In a new report issued Wednesday, State Comptroller Yosef Shapira lambasted the Israel Police for failing to implement the conclusions drawn from its botched handling of the 2014 kidnapping and murder of three Israeli teenegers, which led to a war in Gaza that summer.
Eyal Yifrach, Gil-ad Shaer and Naftali Frenkel were abducted by Palestinian terrorists while hitchhiking near Hebron on June 12, 2014. Their bodies were discovered several weeks later.
The abduction was carried out by a Hamas cell in Judea and Samaria, exacerbating tensions between Israel and the Hamas leadership in the Gaza Strip and leading to the 50-day clash dubbed Operation Protective Edge.
It later emerged that after the three teens had been abducted, one of them had called the Israel Police from the terrorists' car, but the operator dismissed the call as a prank. The police blunder elicited extensive criticism and was supposed to have sparked a comprehensive protocol overhaul.
But according to the report, the police have taken only minor steps to address the incident, dismissing a number of officers. The report says that although the Judea and Samaria emergency call center now has more operators, they have not undergone the necessary training.

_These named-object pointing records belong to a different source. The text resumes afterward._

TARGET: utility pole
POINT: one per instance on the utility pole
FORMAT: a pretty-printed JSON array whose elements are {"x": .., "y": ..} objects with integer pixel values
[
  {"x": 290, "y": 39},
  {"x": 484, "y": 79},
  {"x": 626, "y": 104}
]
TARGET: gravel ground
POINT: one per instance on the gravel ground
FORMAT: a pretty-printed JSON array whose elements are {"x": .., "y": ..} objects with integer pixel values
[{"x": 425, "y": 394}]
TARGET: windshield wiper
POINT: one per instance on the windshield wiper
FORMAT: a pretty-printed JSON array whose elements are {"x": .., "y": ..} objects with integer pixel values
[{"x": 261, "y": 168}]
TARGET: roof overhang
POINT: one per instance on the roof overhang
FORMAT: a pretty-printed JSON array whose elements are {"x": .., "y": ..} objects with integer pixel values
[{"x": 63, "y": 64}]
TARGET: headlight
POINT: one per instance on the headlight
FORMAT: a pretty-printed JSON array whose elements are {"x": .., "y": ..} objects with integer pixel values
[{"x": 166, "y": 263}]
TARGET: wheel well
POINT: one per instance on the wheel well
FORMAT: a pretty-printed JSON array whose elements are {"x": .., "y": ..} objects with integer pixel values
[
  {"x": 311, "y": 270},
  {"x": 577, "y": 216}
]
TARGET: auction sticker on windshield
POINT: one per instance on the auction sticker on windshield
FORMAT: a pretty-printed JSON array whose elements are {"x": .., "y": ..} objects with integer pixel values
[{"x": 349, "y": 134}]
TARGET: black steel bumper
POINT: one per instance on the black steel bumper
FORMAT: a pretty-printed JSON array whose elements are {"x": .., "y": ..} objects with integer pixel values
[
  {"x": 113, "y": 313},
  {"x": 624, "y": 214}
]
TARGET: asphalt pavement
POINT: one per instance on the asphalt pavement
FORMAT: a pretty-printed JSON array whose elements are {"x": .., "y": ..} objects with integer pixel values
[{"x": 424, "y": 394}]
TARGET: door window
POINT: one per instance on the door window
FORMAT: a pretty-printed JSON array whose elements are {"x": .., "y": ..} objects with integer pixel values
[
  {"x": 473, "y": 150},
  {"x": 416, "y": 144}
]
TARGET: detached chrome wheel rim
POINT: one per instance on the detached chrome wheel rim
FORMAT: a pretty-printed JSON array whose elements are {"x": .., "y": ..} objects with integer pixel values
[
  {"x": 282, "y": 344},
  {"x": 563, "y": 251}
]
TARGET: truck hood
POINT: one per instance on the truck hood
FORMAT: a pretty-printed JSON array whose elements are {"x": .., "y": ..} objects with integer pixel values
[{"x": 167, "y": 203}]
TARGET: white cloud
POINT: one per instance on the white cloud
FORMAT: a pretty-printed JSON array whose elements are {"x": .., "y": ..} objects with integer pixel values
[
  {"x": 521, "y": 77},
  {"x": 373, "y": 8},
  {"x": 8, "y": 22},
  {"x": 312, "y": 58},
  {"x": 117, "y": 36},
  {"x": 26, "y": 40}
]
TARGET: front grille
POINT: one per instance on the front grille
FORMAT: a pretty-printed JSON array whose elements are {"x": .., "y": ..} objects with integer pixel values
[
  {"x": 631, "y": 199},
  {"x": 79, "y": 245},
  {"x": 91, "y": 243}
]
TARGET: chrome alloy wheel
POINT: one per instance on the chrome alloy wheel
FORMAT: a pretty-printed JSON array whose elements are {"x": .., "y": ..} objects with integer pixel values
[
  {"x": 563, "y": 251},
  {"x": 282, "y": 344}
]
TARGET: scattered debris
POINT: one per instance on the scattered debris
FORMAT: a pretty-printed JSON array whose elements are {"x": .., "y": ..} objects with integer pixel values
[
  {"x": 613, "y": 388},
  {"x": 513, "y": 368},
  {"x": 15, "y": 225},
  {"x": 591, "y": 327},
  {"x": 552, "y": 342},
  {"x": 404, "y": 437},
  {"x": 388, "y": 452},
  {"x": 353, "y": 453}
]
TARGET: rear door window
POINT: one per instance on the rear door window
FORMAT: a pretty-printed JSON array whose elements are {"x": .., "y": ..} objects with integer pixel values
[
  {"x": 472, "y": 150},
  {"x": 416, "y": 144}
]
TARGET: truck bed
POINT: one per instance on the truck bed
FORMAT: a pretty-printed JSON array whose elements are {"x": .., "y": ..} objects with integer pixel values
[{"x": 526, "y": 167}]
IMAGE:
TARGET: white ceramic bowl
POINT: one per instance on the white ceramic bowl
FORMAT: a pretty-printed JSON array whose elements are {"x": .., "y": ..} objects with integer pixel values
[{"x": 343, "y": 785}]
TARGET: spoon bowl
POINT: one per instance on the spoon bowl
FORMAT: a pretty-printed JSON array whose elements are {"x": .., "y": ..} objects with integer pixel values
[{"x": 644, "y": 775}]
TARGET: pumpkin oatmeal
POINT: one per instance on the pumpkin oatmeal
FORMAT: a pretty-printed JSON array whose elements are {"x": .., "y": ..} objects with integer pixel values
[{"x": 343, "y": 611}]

This undercuts police activities throughout the region, Shapira said. On top of that, procedures for handling calls have not been updated for the past 16 years.
"The procedures have become meaningless," the report says.
Shapira also criticized the fact that the Judea and Samaria police have their own mechanism for investigating clashes with Palestinian rioters that result in deaths, rather than being subordinate to the Justice Ministry's Police Internal Investigations Department.
In a separate report, Shapira condemned the Israel Defense Forces' Hannibal Protocol, the order to combat units to use overwhelming force to prevent a soldier from being abducted, even at the risk of killing that soldier.
The protocol was used most recently in the 2014 Gaza conflict, following the abduction of Israeli soldier Lt. Hadar Goldin in Rafah. The Palestinians said the protocol led to heavy civilian casualties and Israel later determined that Goldin had been killed in battle. Goldin's remains have not been recovered, and an investigation into the troops' actions is still underway.
The IDF introduced a revised version of the Hannibal Protocol last year.
But Wednesday's report said the protocol was unclear about "the value of an abducted soldier's life." It said different units of the military had differing versions of the protocol.
The report also said the order did not "explicitly" mention the need to respect two key principles of international law: distinguishing between military and civilian targets, and using proportional force against a threat. It recommended that the principles be clearly reiterated as part of any future procedure.
The IDF said Wednesday it welcomed the comptroller's report and would study its findings. It said a "significant portion" of the recommendations had already been addressed, and a new set of procedures for soldier abductions was approved in early 2017.